Толстодупин хамил, но Забулдыгин и от этого не сломался. Поганкин делал Забулдыгину замечания, как говорить, как стучать по клавиатуре, как обращаться к другим, но пооучал в ответ равнодушие и игнор.
Лишь дома, после службы, Забулдыгин прокручивал все в голове и пытался нашупать, как это все прекратить, как справиться или перебороть.

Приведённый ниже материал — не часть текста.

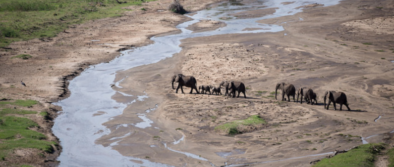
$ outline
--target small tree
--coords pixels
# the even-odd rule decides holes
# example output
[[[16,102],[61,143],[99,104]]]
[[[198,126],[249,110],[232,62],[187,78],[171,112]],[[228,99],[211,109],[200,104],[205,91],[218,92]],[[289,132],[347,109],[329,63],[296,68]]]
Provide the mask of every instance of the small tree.
[[[169,10],[181,14],[185,14],[187,12],[186,10],[183,8],[183,6],[180,4],[179,0],[174,0],[174,1],[171,3],[169,6]]]

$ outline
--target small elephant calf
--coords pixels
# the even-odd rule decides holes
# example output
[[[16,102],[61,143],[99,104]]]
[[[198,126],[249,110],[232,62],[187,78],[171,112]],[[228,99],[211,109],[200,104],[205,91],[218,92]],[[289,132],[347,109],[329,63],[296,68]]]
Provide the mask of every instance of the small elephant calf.
[[[209,94],[212,94],[212,93],[211,93],[211,88],[210,88],[208,85],[204,85],[198,86],[198,91],[199,91],[200,89],[202,90],[201,91],[201,93],[202,94],[206,94],[207,92],[209,92]]]
[[[301,96],[301,104],[302,104],[302,97],[305,98],[307,104],[313,105],[313,100],[316,102],[316,93],[313,92],[312,89],[307,87],[300,87],[297,92],[297,102],[298,102],[298,97]]]
[[[212,90],[212,94],[216,93],[216,95],[222,95],[222,92],[221,92],[220,87],[216,87],[215,86],[212,86],[212,85],[210,85],[211,87],[211,89]]]

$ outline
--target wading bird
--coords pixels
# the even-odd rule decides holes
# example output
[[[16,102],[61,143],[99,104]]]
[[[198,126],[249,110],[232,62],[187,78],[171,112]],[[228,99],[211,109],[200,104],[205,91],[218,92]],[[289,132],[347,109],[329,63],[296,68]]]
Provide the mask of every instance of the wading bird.
[[[20,81],[20,84],[22,84],[22,85],[26,86],[26,84],[25,84],[25,83],[22,81]]]

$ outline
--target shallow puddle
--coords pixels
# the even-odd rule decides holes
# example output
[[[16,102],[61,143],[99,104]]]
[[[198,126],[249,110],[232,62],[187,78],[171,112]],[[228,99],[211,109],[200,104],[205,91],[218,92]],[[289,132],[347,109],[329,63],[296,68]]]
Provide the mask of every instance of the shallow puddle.
[[[339,0],[312,0],[308,3],[324,4],[325,6],[338,3]],[[113,141],[109,146],[96,144],[98,139],[111,132],[111,130],[103,124],[122,114],[123,111],[129,105],[132,105],[137,101],[143,101],[149,98],[149,95],[139,96],[137,99],[129,102],[118,102],[112,98],[115,93],[120,93],[125,96],[133,96],[124,92],[114,90],[113,87],[121,88],[119,84],[123,80],[115,82],[116,72],[127,70],[142,65],[155,63],[162,59],[172,56],[178,53],[181,48],[179,47],[180,40],[193,37],[207,37],[220,34],[257,33],[278,32],[283,30],[283,27],[276,25],[257,23],[257,21],[283,16],[292,15],[301,11],[302,8],[297,8],[305,5],[304,1],[296,0],[291,3],[286,3],[287,0],[270,0],[263,2],[252,1],[251,3],[243,5],[222,5],[215,8],[205,10],[192,14],[189,17],[193,20],[179,24],[177,28],[181,30],[179,34],[169,36],[154,37],[151,39],[154,43],[135,49],[122,51],[121,56],[106,63],[101,63],[91,66],[81,75],[70,82],[69,89],[71,92],[69,97],[61,100],[55,105],[61,106],[62,113],[55,120],[53,128],[54,133],[59,138],[62,147],[62,152],[57,160],[60,161],[60,167],[169,167],[170,166],[152,162],[147,159],[142,159],[121,155],[113,150],[113,147],[126,137],[130,137],[133,133],[126,132],[118,137],[110,139]],[[225,3],[228,3],[225,2]],[[256,8],[276,8],[276,12],[258,18],[245,19],[224,20],[221,18],[229,18],[230,14]],[[300,18],[301,19],[301,18]],[[192,33],[186,29],[189,25],[201,20],[213,20],[225,23],[226,26],[217,30],[201,33]],[[248,29],[250,31],[243,31]],[[285,36],[287,34],[285,34]],[[100,40],[92,40],[99,42]],[[105,43],[111,44],[111,43]],[[134,117],[139,122],[127,123],[126,124],[114,125],[113,129],[118,128],[138,128],[139,131],[144,131],[150,128],[158,128],[157,125],[150,120],[150,113],[154,112],[147,106],[147,110],[142,113],[136,113]],[[100,113],[100,114],[97,114]],[[147,133],[148,133],[147,132]],[[184,136],[170,143],[174,145],[185,142]],[[208,161],[208,160],[192,153],[175,150],[163,143],[166,149],[180,153],[193,159]],[[149,147],[159,147],[156,145],[147,145]],[[130,148],[132,149],[132,148]],[[234,154],[244,153],[242,150],[234,150],[229,153],[217,154],[225,157]],[[296,158],[318,156],[328,153],[291,158],[281,160],[257,163],[268,163],[279,161],[285,161]],[[213,165],[213,166],[214,166]]]

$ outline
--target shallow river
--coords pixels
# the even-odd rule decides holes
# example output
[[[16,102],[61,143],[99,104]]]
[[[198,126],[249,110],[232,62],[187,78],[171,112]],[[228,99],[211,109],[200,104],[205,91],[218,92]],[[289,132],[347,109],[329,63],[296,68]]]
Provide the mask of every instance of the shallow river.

Он не был горд или заносчив, и старался причины происходящего отыскать в себе. Не нашел. Долгие личные рассуждения привели его к интересному выводу, такому простому и изящному, что Забулдыгин записал его в свой блокнот. На память себе самому значилось:
«Все люди, любой человек это не что иное как чей-то половой акт, а на половой акт нельзя обращать внимание. Ну переспал кто-то с кем-то неудачно, оставив такие хамские последствия, мало ли в природе ошибок, она ведь большой художник. Пусть ее рисует половые акты... Пройдем мимо, чего мы там не видели».
В декабре обстановка раскалилась. Толстолупин вынудил тихоню Забулдыгина в ответ на хамливый выпад тоже извернуться в острых словесах.Подобное повторялось сначала раз в неделю, а потом и через день. Толстодупинский голос вызывал отвращение, гремел, не давал шанса слышать что-то еще. Кроме того, Торстодупин такде громко смеялся, неприятными раскатами и дребезгом старых железок, озабоченных, вульгарных, пошлых. Время тянулось и неслось. Забулдыгин подумывал о том, чтобы уйти с работы, а смдящмй рядом тренажер его терпения отрыгивал обед и не давал открыть окно, чтобы свежий воздух не проникал в кабинет и не портил собой заведенную невыносимость.
А в феврале на работу вышел Свинко. Это был неконфликтный человек, точнее все его конфликты имели вид или его спокойных высказываний, что он считает и думает, или дрожания его левого глаза, сдерживающего нервный ток. Поганкина вдруг стало не видно и не слышно в его крысином углу.
В кабинете как будто появилось больше пространства и солнца. Шепотун и Мнимов улыбались, Троеточиев вспоминал смешные истории из жизни, на стене играло радио, Забулдыгин выдохнул и работа его вновь делалась легко как будто сама, без усталости, напряжения, специальных усилий. В обед, когда Поганкин уходил в столовую, кабинет и вовсе превращался в островок добродушия. Казалось, что портрет Чехова на стене хохотал над шутками вместе с чиновниками и Забулдыгиным, который его повесил на эту самую стену, прямо над своей головой.
И Забулдыгин тогда записал в блокнот пронзившую все его былые тревоги мысль:
«Хорошо смеется не тот, кто смеется последним, а тот, кто смеется после того, как смеялся последний. Вот тот лучше всех смеется».
Но это было в феврале...
А в декабре Забулдыгин не спал вторую ночь. И не знал покоя второй год. Клопы кусают так, чтобы чесалось. И чесался весь Забулдыгин. Тихий, начитанный, но не амбициозный и не сильный человек с улицы Свободы.